Da ricordare che secondo uno schema veterotestamentario dell'alleanza, ogni volta che si stipula o si rinnova l'alleanza tra Dio e il suo popolo, gli impegni vengono sanciti con una serie di beatitudini-promesse e di maledizioni-minacce (Cfr. Dt 11,13ss.26ss; 28,1ss).

«avete già»: ἀπέχω (apéchō) avere tutto, avere per intero per intero, avere ricevuto. potremmo tradurre, avete riscosso il credito e perciò non potete pretendere più niente. Il tempo verbale presente esprime il tempo della realtà e descrive un'azione che si sta svolgendo ora, in questo momento, con tendenza a durare verso un immediato futuro.

v. 26

26Guai, quando tutti gli uomini diranno bene di voi. Allo stesso modo infatti agivano i loro padri con i falsi profeti.

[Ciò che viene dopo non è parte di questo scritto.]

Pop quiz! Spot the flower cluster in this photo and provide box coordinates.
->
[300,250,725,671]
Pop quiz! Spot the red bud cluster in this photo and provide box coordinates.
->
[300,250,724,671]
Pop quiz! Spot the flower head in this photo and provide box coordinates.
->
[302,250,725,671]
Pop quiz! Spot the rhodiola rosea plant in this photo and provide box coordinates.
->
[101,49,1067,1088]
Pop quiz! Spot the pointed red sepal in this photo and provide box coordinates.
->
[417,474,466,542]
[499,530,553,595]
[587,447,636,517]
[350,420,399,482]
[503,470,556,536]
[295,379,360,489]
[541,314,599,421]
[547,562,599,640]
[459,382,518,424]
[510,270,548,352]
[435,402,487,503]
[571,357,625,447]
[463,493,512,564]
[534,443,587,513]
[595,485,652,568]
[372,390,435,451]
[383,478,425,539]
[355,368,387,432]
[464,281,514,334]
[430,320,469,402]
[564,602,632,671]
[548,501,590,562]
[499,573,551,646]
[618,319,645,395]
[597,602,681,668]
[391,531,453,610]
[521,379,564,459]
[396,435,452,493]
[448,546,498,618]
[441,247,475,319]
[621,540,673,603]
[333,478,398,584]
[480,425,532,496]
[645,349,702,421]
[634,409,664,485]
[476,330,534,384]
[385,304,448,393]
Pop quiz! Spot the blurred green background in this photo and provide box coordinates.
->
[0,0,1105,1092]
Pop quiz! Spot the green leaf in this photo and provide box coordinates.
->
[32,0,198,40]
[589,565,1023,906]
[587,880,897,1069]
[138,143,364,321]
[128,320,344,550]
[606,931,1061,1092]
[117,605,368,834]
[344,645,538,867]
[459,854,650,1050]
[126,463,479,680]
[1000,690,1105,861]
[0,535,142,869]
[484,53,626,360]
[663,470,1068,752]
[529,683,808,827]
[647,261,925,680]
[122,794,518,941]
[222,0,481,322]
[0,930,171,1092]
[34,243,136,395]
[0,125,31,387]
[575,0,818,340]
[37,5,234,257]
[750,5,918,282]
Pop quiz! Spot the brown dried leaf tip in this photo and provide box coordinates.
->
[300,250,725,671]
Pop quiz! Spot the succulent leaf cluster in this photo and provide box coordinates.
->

Si corre sempre il rischio di mendicare approvazioni e di essere sempre troppo attenti al giudizio degli uomini. Circa la carità, la giustizia, i doveri verso il prossimo, la sequela fedele del Signore, Luca appare, in un certo senso, più radicale di Matteo e di Marco. I detti di Gesù riportati nel evangelo di Luca non lasciano spazio a compromessi umani. Dobbiamo ricordare che le sue comunità venute dal paganesimo correvano il rischio di paganizzarsi di nuovo. Per questo la predicazione del Signore deve essere presentata nella sua autenticità e durezza evangelica. Non va edulcorata.